Results from the survey data indicate what can be called an attitude-behaviour paradox. In the Swedish survey, among the non-users, a positive attitude is associated with an intention to adopt in the near future (within the next 3 years). In the Australian survey, even when the non-users indicate to having a positive attitude they have no intention of adopting CHRs. This finding supports the general belief that new knowledge and attitudes by themselves are not necessarily sufficient to bring about a change in behaviour. Other socio-political reasons need to be considered rather than just behavioural or technical reasons alone. A lack of computer literacy and training was cited as a key barrier to the adoption of CHRs by GPs across both survey samples. The mean year for GP medical education completion for the Australian and Swedish GPs surveyed was 1974 and 1977 respectively. Very few had to undertake any computer related subjects as part of their medical education. A need also exists to clarify social, legal, economic and political debates over a CHR standard, CHR ownership, CHR legal status, stakeholder access rights and responsibilities as well as GP loss of power issues and government funding models.

This research has important implications for public health policy as well as theoretical debates about the process of technology design and diffusion. The health of nations is as equally important as the wealth of nations. Health care provision and research can be seen to underpin the economic well-being of human existence. The design and diffusion of CHRs in primary health care offers an opportunity for changing the organisation and process of health care activities, however, there will always be associated consequences as a result of such change. Epidemiology research in Australia at the general practice level represents a relatively under utilised resource which could be used to help shape the debate over public health policy. The adoption of CHRs can be seen as an opportunity for helping to change this situation at the practice, as well as regional and national levels.

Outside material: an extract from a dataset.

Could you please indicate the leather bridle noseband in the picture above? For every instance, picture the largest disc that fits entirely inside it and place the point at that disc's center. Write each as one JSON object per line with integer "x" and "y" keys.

The diffusion framework as advocated by Rogers (1995) needs careful re interpretation and repositioning to reflect changes which have occurred in the social structure of society. Traditional classical diffusion thinking is bound up in its historical roots of social anthropology and rural sociology reflective of the 1930s and 1940s. Classical technology diffusion studies treated social networks more as closed measurable systems in which actor relationships were identifiable. Essentially, social diffusion networks need to be seen as open systems, consisting of both physical and electronic social networks in which actor relationships are not necessarily identifiable and obvious. The focus therefore is not so much upon the spread of the artifact itself, as in past diffusion studies, but more on the spread of information about the artifact and how it is communicated among actors. Therefore, theoretically, CH R diffusion among GPs should be posited in an information and communication network context. Criticisms of classical diffusion thinking need to be taken into account, especially when designing further diffusion research studies.